Lets be honest, on the majority of small creative websites – “About” goes to the About page – your “Portfolio” goes to your Portfolio page – there really isn’t too much thought behind it. Even One Page Scroll sites are hard to get wrong with scrolling events. That being said, when we make our way to more complicated sites where the amount of “interaction” becomes more important, considered and deliberate, we absolutely need to think quite deeply about how the user works with the interface at hand. I cannot stress enough how much time it will save. If anything, you can sleep well at night knowing that your user experience is solid and you’ve considered just about every possible path that a user; be the person experienced or not, can take.
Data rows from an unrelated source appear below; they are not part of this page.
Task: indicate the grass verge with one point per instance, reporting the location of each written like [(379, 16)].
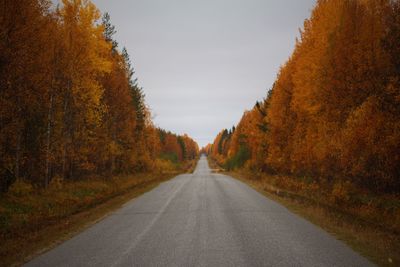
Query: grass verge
[(33, 221), (380, 245)]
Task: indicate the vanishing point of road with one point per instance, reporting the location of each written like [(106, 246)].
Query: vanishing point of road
[(202, 219)]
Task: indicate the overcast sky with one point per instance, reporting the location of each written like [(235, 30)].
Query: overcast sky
[(202, 63)]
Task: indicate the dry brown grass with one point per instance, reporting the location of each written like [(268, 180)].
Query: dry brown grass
[(368, 233), (33, 221)]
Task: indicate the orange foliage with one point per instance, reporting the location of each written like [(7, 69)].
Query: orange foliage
[(69, 104), (333, 112)]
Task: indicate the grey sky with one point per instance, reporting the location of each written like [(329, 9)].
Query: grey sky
[(202, 63)]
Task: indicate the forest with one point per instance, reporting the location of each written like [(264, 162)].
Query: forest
[(327, 133), (333, 112), (70, 103)]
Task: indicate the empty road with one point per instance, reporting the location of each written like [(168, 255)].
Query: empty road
[(202, 219)]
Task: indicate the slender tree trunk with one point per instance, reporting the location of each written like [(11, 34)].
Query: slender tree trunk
[(18, 156), (64, 137), (49, 125)]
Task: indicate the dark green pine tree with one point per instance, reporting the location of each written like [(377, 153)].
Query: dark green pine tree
[(109, 31), (136, 92)]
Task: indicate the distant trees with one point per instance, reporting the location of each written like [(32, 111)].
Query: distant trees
[(333, 112), (70, 105)]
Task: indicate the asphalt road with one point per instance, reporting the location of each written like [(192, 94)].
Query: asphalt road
[(202, 219)]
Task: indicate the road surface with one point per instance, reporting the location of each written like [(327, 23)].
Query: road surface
[(202, 219)]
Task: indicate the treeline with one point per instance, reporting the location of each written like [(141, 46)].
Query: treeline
[(333, 113), (70, 105), (177, 148)]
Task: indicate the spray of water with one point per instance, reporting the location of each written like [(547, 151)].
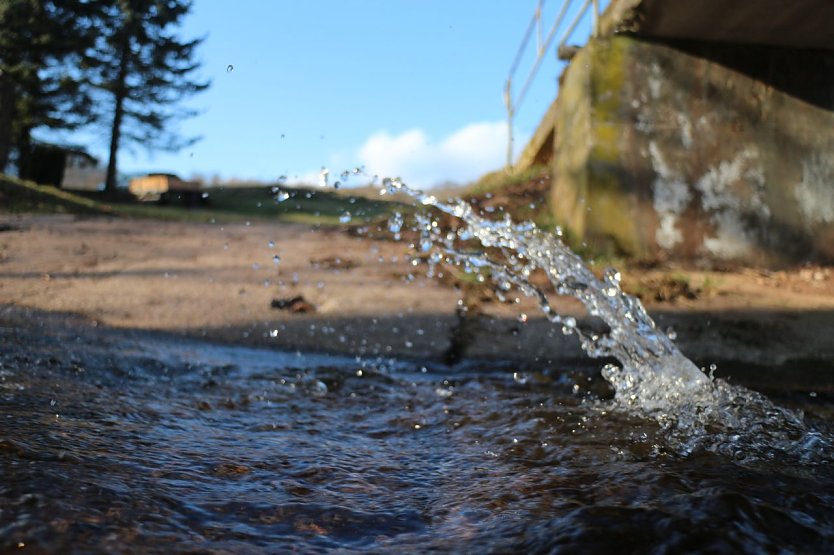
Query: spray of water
[(653, 378)]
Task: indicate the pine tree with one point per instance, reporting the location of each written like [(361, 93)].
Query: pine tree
[(42, 47), (146, 70)]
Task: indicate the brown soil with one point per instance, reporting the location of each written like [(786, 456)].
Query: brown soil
[(364, 297)]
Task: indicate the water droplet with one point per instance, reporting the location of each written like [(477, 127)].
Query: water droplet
[(395, 224), (282, 196)]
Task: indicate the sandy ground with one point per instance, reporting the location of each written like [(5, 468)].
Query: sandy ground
[(219, 282)]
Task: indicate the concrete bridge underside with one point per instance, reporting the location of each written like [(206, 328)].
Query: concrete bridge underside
[(788, 23), (699, 129)]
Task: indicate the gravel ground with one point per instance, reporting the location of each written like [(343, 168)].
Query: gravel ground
[(329, 291)]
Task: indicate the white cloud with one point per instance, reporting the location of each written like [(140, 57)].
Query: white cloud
[(463, 156)]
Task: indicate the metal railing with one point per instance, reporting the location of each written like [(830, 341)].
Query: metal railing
[(542, 48)]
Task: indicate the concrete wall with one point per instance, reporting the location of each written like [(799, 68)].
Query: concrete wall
[(698, 151)]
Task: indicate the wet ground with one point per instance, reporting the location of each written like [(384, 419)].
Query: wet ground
[(119, 441)]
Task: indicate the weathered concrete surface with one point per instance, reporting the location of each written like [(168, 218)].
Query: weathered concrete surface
[(789, 23), (698, 151)]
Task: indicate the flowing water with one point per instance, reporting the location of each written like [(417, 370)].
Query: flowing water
[(114, 442)]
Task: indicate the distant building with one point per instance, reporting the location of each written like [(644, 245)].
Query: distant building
[(69, 167), (81, 172)]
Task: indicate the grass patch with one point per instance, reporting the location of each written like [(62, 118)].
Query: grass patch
[(502, 179), (225, 205)]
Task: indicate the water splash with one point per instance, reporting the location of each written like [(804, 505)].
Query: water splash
[(654, 379)]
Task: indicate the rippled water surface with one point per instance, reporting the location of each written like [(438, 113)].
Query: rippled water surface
[(117, 444)]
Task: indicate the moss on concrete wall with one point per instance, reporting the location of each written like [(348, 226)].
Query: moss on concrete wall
[(697, 151)]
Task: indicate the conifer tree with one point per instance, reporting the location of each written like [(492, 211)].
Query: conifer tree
[(42, 47), (146, 70)]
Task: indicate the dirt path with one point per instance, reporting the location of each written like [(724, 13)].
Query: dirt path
[(364, 297)]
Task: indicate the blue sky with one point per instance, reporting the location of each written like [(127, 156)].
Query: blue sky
[(403, 87)]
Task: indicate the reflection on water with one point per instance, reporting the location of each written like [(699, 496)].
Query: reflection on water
[(113, 444)]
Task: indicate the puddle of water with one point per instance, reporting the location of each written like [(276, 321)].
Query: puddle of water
[(163, 445)]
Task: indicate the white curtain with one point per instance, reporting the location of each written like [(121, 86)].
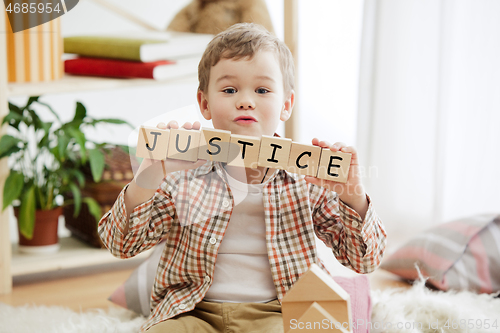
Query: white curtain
[(429, 110)]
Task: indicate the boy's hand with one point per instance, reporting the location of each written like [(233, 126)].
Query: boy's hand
[(352, 192), (152, 172)]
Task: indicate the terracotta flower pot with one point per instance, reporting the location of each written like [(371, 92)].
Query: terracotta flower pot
[(45, 239)]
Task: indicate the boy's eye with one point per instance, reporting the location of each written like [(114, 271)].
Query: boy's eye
[(229, 90)]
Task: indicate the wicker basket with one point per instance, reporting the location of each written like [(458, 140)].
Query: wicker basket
[(118, 172)]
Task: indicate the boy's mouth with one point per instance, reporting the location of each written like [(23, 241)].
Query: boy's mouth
[(245, 119)]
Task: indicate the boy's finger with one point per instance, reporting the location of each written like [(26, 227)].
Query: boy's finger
[(324, 144), (172, 124), (350, 150), (337, 146), (196, 125)]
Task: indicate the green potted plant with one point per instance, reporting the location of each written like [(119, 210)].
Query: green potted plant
[(45, 162)]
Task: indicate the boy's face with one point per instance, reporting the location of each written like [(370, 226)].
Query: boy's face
[(246, 96)]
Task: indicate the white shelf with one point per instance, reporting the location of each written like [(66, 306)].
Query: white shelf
[(72, 254), (71, 83)]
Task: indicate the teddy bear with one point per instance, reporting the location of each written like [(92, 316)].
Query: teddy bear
[(214, 16)]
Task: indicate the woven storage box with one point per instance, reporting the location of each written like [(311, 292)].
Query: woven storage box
[(118, 172)]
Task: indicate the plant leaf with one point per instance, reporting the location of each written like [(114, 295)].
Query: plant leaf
[(27, 213), (80, 112), (80, 139), (13, 188), (94, 208), (97, 162), (8, 145), (13, 119), (77, 197), (112, 121), (79, 176)]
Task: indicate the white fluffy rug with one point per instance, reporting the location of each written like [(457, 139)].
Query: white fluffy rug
[(412, 310)]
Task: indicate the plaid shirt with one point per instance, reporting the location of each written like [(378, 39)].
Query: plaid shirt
[(191, 210)]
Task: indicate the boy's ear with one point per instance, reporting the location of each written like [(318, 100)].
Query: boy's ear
[(286, 111), (203, 104)]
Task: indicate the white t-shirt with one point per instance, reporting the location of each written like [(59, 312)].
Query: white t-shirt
[(242, 270)]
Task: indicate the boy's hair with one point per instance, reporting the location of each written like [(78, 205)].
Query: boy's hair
[(244, 40)]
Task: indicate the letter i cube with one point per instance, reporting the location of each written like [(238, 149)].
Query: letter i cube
[(152, 143), (214, 145), (304, 159), (274, 152), (244, 151), (334, 165)]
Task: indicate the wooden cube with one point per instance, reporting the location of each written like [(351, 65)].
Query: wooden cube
[(334, 165), (214, 145), (304, 159), (274, 152), (152, 143), (244, 151), (184, 144)]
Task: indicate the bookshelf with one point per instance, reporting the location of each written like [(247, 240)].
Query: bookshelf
[(74, 254)]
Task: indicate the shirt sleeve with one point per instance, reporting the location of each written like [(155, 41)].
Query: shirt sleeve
[(358, 244), (148, 224)]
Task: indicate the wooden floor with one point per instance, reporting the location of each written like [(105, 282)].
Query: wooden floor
[(90, 288), (77, 290)]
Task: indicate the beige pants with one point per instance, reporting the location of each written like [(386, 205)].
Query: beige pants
[(212, 317)]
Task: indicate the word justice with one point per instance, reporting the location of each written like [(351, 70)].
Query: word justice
[(242, 150)]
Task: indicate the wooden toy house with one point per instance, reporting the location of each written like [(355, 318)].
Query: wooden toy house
[(316, 303)]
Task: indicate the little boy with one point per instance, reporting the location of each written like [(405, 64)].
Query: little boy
[(251, 231)]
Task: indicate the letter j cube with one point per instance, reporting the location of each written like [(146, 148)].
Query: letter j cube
[(152, 143)]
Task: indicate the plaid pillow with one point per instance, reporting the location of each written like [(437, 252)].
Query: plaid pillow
[(462, 255)]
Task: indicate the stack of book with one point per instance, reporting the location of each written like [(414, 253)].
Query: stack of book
[(157, 56)]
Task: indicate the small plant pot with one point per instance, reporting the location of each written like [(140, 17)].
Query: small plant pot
[(45, 238)]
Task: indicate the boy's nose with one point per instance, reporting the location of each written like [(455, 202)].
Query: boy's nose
[(245, 104)]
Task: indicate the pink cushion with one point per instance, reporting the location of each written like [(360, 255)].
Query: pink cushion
[(358, 288), (461, 255)]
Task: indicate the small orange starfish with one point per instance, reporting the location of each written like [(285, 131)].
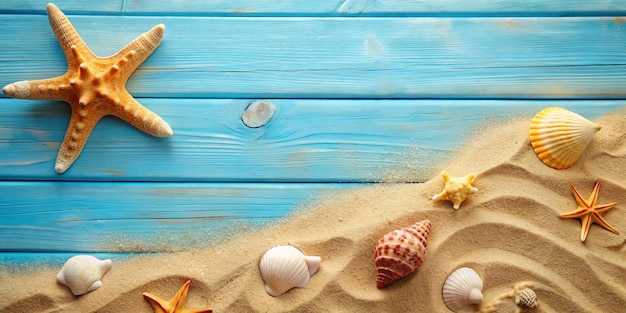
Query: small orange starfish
[(175, 305), (93, 86), (589, 212), (456, 189)]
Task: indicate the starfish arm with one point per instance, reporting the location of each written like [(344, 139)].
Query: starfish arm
[(182, 296), (441, 196), (575, 214), (157, 303), (76, 136), (600, 220), (196, 311), (579, 198), (138, 50), (65, 32), (44, 89), (586, 223), (593, 198), (139, 116)]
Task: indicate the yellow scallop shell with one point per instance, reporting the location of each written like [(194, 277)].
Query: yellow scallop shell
[(559, 136)]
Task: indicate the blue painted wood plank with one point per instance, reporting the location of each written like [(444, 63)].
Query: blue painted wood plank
[(139, 217), (329, 7), (215, 57), (306, 141), (68, 6)]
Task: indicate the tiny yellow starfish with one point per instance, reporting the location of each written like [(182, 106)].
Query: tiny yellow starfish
[(589, 212), (456, 189), (93, 86), (175, 305)]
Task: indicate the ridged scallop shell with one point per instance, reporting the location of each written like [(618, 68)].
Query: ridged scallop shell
[(559, 136), (400, 252), (285, 267), (526, 297), (82, 273), (462, 288)]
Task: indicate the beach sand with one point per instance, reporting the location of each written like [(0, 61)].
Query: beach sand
[(509, 232)]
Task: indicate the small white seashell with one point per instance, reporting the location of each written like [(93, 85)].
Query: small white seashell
[(462, 288), (526, 297), (285, 267), (82, 273), (258, 114)]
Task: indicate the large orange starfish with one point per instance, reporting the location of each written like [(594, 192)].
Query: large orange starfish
[(93, 86), (589, 212), (175, 305)]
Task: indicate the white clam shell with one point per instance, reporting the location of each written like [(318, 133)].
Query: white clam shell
[(285, 267), (82, 273), (462, 288)]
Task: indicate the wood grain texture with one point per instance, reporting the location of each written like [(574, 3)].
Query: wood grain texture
[(139, 217), (218, 57), (328, 7), (306, 140)]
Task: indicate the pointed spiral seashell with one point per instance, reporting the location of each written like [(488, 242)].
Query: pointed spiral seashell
[(462, 288), (285, 267), (82, 273), (526, 297), (559, 136), (400, 252)]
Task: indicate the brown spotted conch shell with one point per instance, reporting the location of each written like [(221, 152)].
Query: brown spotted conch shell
[(401, 252)]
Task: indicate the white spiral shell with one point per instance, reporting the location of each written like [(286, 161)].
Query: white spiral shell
[(82, 273), (285, 267), (462, 288)]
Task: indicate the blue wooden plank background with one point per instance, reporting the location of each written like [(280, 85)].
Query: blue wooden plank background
[(366, 92)]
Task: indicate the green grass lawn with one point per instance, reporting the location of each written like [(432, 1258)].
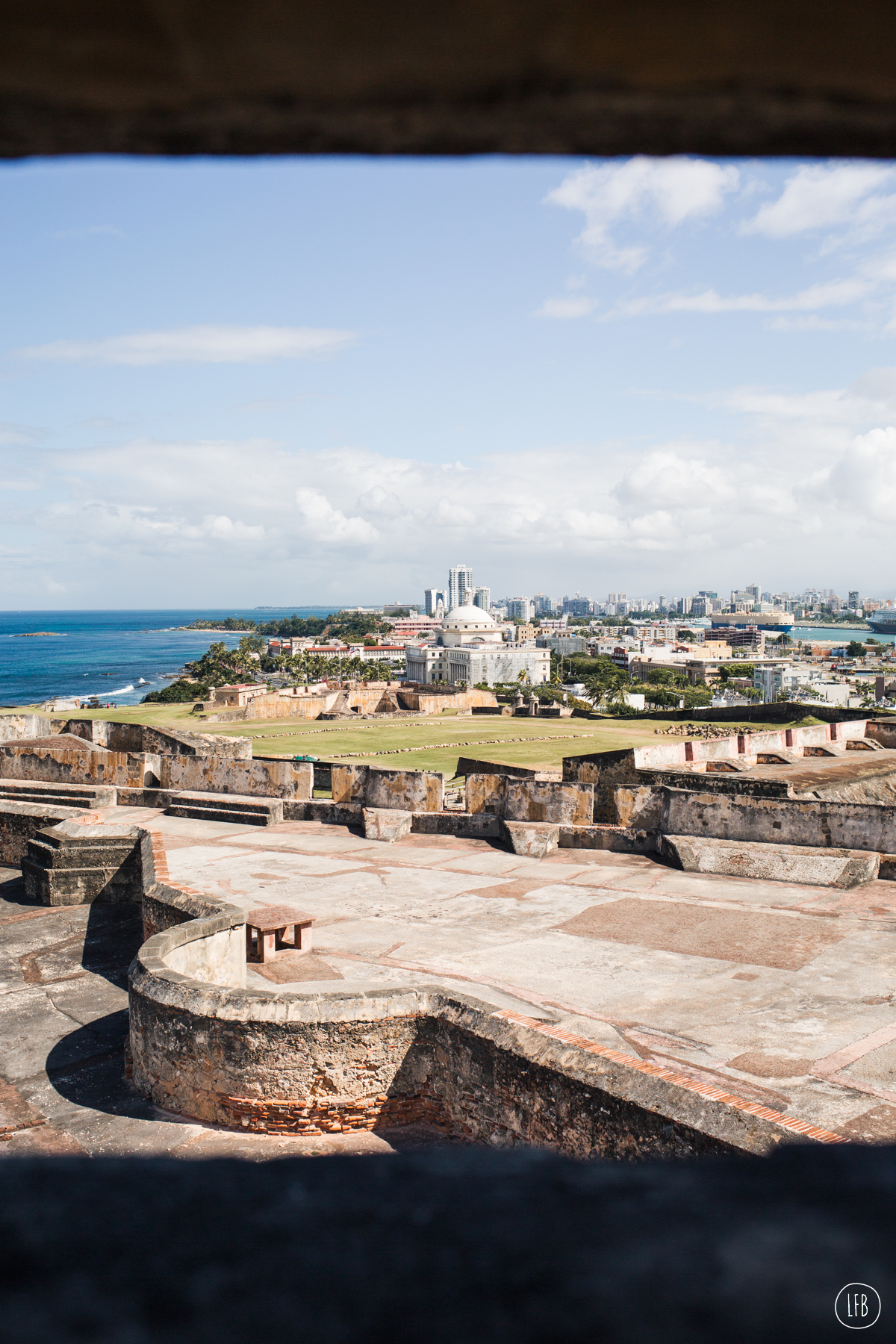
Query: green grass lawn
[(482, 738)]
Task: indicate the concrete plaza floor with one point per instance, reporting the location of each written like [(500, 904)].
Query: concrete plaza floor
[(778, 994)]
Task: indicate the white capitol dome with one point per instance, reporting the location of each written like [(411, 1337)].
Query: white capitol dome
[(469, 625), (469, 618)]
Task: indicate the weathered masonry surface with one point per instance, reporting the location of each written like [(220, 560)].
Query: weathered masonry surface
[(336, 1058), (514, 972)]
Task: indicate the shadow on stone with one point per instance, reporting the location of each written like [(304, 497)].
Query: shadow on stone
[(112, 940), (87, 1068), (444, 1246)]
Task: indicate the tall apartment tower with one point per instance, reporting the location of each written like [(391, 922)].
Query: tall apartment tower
[(433, 598), (460, 586)]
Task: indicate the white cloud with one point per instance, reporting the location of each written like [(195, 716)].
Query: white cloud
[(864, 477), (329, 526), (653, 191), (820, 198), (198, 346), (223, 530), (575, 305), (828, 295), (667, 477), (352, 524), (92, 231)]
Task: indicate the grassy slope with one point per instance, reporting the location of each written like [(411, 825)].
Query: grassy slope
[(293, 737)]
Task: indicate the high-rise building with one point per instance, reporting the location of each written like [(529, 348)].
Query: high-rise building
[(460, 586), (433, 598)]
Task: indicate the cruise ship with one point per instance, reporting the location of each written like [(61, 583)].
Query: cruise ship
[(777, 623), (883, 621)]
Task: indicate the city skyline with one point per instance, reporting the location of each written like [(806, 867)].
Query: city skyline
[(228, 381)]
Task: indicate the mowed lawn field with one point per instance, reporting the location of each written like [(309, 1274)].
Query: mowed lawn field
[(428, 744)]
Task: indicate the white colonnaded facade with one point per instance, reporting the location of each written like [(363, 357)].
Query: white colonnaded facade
[(470, 648)]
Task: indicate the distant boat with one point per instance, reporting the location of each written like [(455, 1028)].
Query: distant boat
[(771, 621)]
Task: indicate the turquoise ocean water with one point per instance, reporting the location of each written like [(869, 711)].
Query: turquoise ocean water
[(107, 653)]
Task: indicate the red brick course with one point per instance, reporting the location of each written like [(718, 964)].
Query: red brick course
[(284, 1116)]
By employing a User Interaction Designer, for the first time, you actively begin to think like a user would, clicking on buttons, trying to go back to certain pages or just trying to find information. These processes trigger questions in your mind, such as:

  • “What happens when I close this modal dialog?”
  • “Where does the “Book Now” take me? And what happens after that?”
  • “Can the user retrace their steps in order to retrieve important information?”

If these questions jump into your mind, its probably the best thing that could happen to you. It means that you as the designer are starting to get the bigger picture, you’re starting to see just how far down the rabbit hole really goes, and thus you will plug any problems that may arise before the project lands up on your developers desk.

So, in conclusion, what I’ve realised is that once your user experience design is complete, you are actually not done. As the designer you need to export every .psd or sketch file into a .jpeg and upload it to an app like Invision or Marvel. Marvel is free (unless you want to keep your project private and work with teams) and I find its own user experience to be pretty clean and easy to get my head around. The apps allow you to link pages together, and thus forces you as the designer, developer or potential user to really gauge what is happening in your design. Something which you really cannot do inside apps likes Photoshop or Sketch. You’ll soon realise: “Oh, I’ve forgotten a login button” on a page or multiple pages.

Besides achieving a great overall user experience, you will impress your client beyond words let me tell you.